The group did a number of experiments trying to determine how this happened, starting with sequencing the DNA, mRNA, and protein of antibiotic-resistant bacteria. caused bacteria to produce reactive oxygen species, which can damage cellular components. The drug also caused the bacteria to express more of an efflux pump protein that pumps the antibiotic out of the cell. Genetic mutations in bacterial chromosomes that promote multidrug resistance were also more common.
The scientists then looked at time-lapse microscopy images of DNA moving between bacterial cells, a process that allows resistance genes to spread rapidly. guess what? SSRIs accelerated it, increased its occurrence, and allowed resistant strains to spread horizontally to their peers (in addition to vertically to progeny).
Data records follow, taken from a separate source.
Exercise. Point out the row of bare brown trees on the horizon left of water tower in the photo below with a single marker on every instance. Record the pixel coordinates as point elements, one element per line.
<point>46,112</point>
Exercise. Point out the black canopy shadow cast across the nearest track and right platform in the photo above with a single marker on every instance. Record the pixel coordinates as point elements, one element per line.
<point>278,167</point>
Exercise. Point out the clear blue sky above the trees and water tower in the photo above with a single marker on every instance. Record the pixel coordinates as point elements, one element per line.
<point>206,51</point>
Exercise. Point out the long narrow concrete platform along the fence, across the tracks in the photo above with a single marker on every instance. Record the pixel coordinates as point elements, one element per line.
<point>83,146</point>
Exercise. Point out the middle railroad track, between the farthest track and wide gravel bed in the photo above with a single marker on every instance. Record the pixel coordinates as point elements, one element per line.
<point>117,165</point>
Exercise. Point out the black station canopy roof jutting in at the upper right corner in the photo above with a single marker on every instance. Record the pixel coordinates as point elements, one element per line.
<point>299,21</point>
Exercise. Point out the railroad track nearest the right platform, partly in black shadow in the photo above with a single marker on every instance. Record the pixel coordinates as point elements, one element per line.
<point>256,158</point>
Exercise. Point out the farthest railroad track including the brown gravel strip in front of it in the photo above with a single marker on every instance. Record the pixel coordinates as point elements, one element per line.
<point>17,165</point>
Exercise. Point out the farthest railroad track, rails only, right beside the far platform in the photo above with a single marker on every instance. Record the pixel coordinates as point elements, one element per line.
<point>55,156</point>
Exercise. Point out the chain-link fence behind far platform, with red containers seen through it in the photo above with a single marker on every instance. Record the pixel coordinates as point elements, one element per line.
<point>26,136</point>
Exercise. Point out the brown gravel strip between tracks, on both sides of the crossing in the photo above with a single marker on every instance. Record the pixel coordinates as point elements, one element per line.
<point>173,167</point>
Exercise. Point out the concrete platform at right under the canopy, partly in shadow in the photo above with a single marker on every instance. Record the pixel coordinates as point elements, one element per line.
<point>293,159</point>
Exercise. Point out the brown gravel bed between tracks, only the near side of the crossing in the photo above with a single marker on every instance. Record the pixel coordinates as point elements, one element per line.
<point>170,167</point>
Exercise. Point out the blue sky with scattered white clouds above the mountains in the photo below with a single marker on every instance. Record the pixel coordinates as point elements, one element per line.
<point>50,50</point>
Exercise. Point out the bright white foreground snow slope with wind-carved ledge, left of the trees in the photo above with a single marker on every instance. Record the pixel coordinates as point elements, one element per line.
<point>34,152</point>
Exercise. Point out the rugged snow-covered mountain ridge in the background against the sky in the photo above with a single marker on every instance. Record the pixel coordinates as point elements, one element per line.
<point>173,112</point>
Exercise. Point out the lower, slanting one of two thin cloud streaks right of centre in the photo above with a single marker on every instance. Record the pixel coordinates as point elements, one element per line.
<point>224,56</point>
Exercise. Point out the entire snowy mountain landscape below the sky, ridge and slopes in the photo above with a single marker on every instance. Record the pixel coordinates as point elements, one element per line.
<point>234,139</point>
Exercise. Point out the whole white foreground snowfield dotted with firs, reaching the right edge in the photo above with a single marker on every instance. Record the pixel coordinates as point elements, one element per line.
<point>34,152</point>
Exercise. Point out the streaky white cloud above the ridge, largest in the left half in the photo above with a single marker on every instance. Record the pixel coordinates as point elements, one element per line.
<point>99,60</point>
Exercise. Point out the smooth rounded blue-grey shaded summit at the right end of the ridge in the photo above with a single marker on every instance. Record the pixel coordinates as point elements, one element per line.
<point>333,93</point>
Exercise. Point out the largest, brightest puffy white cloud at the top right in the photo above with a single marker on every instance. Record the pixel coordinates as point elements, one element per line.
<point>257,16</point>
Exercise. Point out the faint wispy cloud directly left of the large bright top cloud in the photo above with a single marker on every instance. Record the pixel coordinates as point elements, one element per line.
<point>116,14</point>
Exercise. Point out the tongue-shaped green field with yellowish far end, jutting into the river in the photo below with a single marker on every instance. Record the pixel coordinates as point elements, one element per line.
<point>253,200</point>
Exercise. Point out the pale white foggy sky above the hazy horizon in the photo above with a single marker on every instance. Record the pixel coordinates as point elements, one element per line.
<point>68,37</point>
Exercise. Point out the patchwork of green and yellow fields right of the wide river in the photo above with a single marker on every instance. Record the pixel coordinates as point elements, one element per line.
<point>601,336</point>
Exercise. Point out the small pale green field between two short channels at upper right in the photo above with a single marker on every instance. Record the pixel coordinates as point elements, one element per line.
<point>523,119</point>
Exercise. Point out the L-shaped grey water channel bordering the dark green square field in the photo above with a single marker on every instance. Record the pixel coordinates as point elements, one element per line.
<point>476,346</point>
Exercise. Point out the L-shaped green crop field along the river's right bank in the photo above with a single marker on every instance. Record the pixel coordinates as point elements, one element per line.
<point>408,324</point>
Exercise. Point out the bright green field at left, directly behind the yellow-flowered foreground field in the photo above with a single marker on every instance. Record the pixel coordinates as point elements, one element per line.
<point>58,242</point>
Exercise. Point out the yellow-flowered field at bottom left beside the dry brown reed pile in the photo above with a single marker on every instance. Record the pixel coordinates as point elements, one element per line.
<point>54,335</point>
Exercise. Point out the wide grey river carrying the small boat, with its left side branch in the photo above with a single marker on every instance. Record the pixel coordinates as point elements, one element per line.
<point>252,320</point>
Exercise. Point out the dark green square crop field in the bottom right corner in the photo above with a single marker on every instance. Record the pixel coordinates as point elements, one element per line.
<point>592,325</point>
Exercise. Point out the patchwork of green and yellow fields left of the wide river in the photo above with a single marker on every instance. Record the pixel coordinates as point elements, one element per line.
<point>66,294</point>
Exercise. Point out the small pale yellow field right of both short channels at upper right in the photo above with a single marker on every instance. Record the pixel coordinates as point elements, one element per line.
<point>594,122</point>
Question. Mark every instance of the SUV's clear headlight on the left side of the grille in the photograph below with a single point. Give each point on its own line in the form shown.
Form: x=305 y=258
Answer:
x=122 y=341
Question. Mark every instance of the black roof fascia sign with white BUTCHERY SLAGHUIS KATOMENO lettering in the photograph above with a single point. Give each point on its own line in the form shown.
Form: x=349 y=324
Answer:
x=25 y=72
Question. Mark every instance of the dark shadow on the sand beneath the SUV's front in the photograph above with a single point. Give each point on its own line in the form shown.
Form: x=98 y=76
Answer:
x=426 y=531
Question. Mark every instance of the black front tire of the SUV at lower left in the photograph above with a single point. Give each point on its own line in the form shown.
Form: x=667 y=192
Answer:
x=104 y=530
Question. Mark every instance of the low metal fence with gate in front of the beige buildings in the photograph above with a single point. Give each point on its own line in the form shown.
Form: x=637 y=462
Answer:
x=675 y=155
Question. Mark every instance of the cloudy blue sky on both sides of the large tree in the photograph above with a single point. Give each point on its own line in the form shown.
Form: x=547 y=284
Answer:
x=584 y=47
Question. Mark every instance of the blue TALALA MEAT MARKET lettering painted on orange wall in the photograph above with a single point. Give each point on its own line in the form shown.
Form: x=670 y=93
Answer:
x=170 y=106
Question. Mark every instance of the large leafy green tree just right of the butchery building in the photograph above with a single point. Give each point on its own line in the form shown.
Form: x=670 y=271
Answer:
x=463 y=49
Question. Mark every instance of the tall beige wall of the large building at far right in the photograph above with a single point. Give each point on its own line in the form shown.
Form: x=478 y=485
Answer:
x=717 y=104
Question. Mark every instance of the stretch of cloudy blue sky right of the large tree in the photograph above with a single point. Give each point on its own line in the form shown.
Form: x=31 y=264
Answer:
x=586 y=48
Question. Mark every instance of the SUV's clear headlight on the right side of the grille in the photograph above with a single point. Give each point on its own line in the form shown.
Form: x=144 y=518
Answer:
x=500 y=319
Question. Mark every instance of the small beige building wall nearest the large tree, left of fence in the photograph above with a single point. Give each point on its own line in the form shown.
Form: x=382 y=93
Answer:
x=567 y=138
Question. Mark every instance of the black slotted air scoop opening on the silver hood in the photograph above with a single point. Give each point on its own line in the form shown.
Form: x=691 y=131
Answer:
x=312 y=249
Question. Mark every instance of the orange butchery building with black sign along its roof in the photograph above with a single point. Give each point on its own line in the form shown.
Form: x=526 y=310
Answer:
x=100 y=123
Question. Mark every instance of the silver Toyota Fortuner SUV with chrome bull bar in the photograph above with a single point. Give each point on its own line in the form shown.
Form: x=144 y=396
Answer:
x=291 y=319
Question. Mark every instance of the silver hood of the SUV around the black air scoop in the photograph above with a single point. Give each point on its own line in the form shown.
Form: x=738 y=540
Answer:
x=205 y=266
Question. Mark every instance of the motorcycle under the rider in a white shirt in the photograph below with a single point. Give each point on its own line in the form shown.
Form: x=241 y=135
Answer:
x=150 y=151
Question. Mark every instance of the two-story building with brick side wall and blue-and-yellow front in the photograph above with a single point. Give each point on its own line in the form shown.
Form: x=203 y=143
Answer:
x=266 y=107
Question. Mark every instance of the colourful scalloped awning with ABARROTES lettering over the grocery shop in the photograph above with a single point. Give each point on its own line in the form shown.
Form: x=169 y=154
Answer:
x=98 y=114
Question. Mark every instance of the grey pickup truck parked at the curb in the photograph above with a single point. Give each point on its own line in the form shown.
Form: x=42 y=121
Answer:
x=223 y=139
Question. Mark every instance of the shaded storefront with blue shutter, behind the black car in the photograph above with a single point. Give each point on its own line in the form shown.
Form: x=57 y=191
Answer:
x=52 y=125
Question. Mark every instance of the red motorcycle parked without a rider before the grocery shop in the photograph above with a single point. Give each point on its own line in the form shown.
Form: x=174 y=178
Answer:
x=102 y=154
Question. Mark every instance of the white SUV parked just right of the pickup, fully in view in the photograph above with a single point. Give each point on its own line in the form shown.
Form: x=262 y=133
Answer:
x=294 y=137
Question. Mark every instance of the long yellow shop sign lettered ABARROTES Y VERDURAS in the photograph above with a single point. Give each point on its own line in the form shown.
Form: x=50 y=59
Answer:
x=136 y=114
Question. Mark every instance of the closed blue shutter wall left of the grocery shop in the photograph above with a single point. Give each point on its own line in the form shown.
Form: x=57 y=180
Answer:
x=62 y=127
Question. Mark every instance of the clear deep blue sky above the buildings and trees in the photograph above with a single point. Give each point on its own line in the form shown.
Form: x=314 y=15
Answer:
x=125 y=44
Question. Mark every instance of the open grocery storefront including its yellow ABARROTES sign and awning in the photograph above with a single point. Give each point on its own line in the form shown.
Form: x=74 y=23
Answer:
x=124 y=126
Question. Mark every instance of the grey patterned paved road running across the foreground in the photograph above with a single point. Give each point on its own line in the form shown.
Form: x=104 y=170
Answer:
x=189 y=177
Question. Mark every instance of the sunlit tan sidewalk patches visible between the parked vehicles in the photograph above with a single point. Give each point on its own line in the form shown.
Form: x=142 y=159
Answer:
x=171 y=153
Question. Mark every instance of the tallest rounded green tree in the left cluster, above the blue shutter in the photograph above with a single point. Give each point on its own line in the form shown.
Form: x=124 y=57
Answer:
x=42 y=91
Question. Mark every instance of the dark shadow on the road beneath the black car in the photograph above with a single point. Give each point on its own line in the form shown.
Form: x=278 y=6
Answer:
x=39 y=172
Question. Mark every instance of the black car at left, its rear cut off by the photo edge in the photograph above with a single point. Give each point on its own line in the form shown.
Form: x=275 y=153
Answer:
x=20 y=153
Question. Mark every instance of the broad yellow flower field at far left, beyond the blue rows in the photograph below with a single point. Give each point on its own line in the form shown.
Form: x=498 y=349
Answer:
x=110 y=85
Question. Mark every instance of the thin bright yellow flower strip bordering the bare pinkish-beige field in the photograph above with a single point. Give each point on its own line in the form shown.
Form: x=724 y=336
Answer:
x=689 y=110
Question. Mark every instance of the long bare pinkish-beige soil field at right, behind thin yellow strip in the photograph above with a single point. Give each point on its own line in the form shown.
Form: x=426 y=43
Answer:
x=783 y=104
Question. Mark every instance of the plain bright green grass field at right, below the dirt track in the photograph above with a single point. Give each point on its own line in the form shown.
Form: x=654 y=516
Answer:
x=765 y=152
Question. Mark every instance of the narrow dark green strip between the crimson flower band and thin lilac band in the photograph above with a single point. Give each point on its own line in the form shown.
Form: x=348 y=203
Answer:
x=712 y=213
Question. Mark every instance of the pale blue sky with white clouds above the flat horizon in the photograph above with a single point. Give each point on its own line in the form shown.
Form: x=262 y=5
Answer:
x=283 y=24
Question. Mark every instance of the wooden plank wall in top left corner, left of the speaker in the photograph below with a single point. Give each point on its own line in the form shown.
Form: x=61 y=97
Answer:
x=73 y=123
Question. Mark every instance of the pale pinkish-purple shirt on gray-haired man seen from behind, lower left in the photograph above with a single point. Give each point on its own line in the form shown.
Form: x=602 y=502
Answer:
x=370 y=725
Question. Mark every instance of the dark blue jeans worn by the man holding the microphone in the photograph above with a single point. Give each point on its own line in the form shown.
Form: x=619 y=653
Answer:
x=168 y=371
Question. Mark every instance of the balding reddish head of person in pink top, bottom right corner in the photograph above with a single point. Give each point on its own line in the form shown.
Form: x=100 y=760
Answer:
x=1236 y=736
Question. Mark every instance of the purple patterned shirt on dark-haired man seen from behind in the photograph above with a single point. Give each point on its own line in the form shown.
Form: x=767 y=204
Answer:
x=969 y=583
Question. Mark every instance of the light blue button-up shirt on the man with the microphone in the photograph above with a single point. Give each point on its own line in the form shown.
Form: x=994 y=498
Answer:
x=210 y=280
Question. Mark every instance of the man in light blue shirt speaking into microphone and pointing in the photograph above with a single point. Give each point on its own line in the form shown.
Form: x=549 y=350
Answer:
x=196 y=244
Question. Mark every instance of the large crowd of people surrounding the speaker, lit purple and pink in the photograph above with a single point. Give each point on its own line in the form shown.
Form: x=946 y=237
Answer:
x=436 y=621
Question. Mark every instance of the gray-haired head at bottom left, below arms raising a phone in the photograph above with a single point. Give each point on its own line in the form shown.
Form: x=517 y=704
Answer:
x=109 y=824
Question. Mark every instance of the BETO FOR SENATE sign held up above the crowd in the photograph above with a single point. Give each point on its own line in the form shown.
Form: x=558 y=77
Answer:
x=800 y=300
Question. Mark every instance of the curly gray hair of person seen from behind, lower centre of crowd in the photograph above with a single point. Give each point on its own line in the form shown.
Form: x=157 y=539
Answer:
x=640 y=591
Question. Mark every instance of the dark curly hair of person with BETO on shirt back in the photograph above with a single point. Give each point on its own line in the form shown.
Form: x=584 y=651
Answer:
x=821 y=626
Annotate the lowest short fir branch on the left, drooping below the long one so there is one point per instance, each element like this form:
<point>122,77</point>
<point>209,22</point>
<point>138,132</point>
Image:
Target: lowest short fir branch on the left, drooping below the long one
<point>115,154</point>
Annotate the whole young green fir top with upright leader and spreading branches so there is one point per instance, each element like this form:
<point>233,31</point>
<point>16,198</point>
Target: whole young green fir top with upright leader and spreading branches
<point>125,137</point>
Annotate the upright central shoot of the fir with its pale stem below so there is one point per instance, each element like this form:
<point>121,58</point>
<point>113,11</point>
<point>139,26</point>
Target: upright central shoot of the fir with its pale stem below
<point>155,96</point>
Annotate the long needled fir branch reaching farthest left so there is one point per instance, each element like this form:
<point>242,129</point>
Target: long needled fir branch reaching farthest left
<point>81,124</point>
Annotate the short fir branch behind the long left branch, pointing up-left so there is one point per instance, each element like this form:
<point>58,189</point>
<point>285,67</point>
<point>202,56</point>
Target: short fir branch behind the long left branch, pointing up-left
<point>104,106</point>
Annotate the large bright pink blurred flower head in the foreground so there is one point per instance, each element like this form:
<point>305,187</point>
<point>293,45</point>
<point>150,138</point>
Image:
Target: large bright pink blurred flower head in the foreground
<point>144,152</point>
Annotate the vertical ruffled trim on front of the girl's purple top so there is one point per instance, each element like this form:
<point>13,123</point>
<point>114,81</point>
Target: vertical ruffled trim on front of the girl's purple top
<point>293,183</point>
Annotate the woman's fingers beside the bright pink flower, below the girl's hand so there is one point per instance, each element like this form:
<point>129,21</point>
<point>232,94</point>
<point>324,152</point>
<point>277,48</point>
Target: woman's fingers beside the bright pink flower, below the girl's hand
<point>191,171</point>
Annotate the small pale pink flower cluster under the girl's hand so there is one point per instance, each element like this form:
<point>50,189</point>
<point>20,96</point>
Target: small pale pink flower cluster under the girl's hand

Persistence can lead to resistance
Antidepressants also increased the proportion of bacterial cells that persisted in the presence of high concentrations of antibiotics. I don’t have any genetic mutations. They are still normal bacteria. They’re just randomly more resistant to antibiotics than their peers. Researchers have generated a mathematical model of bacterial evolution. This suggests that antidepressants enhance the rate at which both normal and persistent bacteria evolve into full-fledged multidrug-resistant strains.
Antibiotic resistance is a major threat to human health. Antidepressants are prescribed and used in such high volumes that the fact that they can induce antibiotic resistance should not be considered a minor side effect. It may also be taken into account in the design of new, more effective antidepressants.